Quatre heures du mat’, j’ai des frissons. Le frigo est un désert aride en houblon et les invités avinés entonnent « C’est à bouèèèère à bouèèèèère qu’il nous faut !! », sixième couplet.

Besoin urgent d’un ravitaillement. Mais où ? Tu tentes de lire l’heure sur ta montre. Tu ne trouves pas ton poignet. Toute façon, c’est dimanche. Il est trop tard tôt. Tout les commerces sont fermés.

Et d’un coup, tu te souviens. Mais siiiiiii !!! Dans ta tête résonne d’une voix de supermarché : « Le réseau Späti vous accueille du lundi au dimanche, 24h/24, partout dans la ville ». Mais surtout à l’angle de ta rue.

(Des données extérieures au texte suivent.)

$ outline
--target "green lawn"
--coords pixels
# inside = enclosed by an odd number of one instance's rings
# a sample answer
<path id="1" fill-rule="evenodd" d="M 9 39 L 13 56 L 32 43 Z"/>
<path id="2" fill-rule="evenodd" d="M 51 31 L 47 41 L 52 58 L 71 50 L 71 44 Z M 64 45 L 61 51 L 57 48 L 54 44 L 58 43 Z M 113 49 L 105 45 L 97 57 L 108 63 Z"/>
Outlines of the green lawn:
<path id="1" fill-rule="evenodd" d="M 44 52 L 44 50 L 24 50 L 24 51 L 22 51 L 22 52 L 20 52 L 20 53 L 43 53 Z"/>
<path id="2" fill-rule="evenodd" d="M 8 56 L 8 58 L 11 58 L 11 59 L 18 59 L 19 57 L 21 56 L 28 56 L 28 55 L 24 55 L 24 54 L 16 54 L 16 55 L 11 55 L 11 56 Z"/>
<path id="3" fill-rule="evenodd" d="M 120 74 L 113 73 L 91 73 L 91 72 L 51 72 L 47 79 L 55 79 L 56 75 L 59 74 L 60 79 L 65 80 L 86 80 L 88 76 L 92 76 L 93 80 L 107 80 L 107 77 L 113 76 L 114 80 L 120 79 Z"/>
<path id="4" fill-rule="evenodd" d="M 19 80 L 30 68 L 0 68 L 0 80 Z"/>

Tenu très majoritairement par des familles turques ou asiatiques, le « Spätkauf » (littéralement, « achat tardif » pour les non-germanophones), c’est l’épicier du coin, le « Tutu », le « Tunard », le « Rebeu ». Avec lui, tout est toujours possible. A n’importe quelle heure du jour et de la nuit, et avec le sourire.

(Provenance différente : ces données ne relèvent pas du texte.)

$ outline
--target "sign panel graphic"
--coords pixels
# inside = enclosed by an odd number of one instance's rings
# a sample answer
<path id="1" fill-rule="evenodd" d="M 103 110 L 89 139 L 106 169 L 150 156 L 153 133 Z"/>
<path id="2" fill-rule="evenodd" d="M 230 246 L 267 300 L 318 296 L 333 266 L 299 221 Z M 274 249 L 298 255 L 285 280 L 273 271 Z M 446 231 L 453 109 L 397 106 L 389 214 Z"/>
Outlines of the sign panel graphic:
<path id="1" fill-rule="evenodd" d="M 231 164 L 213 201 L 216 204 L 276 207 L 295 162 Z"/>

Typiquement berlinois, le Späti est né à Berlin-Est, dans le quartier de Pankow lors des heures les plus glorieuses du socialisme. Un peu partout en RDA, le gouvernement communiste avait créé des « Spätverkaufstellen », magasins ouverts la nuit, offrant aux ouvriers en 3/8 un petit îlot de lumière dans la nuit. Mais surtout un lieu où claquer la paie dans du pain, des cigarettes et… de l’alcool.

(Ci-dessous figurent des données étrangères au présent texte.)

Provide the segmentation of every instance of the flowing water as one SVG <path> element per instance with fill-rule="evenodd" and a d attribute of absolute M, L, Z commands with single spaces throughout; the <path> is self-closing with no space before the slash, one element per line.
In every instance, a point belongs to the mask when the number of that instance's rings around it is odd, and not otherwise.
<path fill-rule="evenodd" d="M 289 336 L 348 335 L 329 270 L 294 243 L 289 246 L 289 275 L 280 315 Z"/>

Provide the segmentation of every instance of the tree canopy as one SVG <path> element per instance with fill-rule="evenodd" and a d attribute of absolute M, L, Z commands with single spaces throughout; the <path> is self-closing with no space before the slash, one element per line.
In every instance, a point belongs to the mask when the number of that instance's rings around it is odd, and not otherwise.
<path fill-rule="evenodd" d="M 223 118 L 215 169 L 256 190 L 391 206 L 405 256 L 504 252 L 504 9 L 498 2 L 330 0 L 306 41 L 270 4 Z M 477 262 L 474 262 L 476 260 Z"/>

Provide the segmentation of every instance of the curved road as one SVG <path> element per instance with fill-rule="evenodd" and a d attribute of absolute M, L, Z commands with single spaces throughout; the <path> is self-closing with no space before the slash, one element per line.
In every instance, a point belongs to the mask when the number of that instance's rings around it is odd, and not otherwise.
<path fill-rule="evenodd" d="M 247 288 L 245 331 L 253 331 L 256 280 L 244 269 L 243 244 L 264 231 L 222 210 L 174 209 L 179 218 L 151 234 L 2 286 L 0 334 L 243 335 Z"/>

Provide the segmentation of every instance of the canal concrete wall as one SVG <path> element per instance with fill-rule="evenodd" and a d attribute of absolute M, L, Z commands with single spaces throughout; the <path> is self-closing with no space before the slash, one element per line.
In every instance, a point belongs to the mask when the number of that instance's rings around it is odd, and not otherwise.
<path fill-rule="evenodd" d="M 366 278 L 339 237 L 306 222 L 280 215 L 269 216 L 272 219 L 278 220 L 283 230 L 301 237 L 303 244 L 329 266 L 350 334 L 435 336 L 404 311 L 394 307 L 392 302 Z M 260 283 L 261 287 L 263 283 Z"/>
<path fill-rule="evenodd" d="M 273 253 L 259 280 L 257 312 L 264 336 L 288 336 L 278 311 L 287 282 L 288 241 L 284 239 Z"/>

Et puis, avec le temps, la clientèle s’est démocratisée et le Berlinois a crée un lien particulier à son Späti. Il passe y choper une bière en rentrant du boulot. Parfois, il y croise son voisin, rouleaux de PQ sous le bras, sourire gêné. On recense aujourd’hui près de 900 « Späti » dans la capitale. On estime que chaque Berlinois s’y rend au moins deux fois par semaine (source Karambolage).

Comme un coiffeur ou un médecin, il est devenu un peu un confident, un pote. A une époque où les commerces de proximité se font bouffer par les grandes enseignes, le Späti s’est enraciné, au point de voir émerger depuis peu le Spätival, festival dédié aux Späti, et une Späti Biennale.

Le Späti, épicerie rustique et minimaliste, (une montagne de caisses de bières, carrelage et néons blancs) est donc devenu une institution.

Alors, qui qui est partant pour un « Späti Tour » ?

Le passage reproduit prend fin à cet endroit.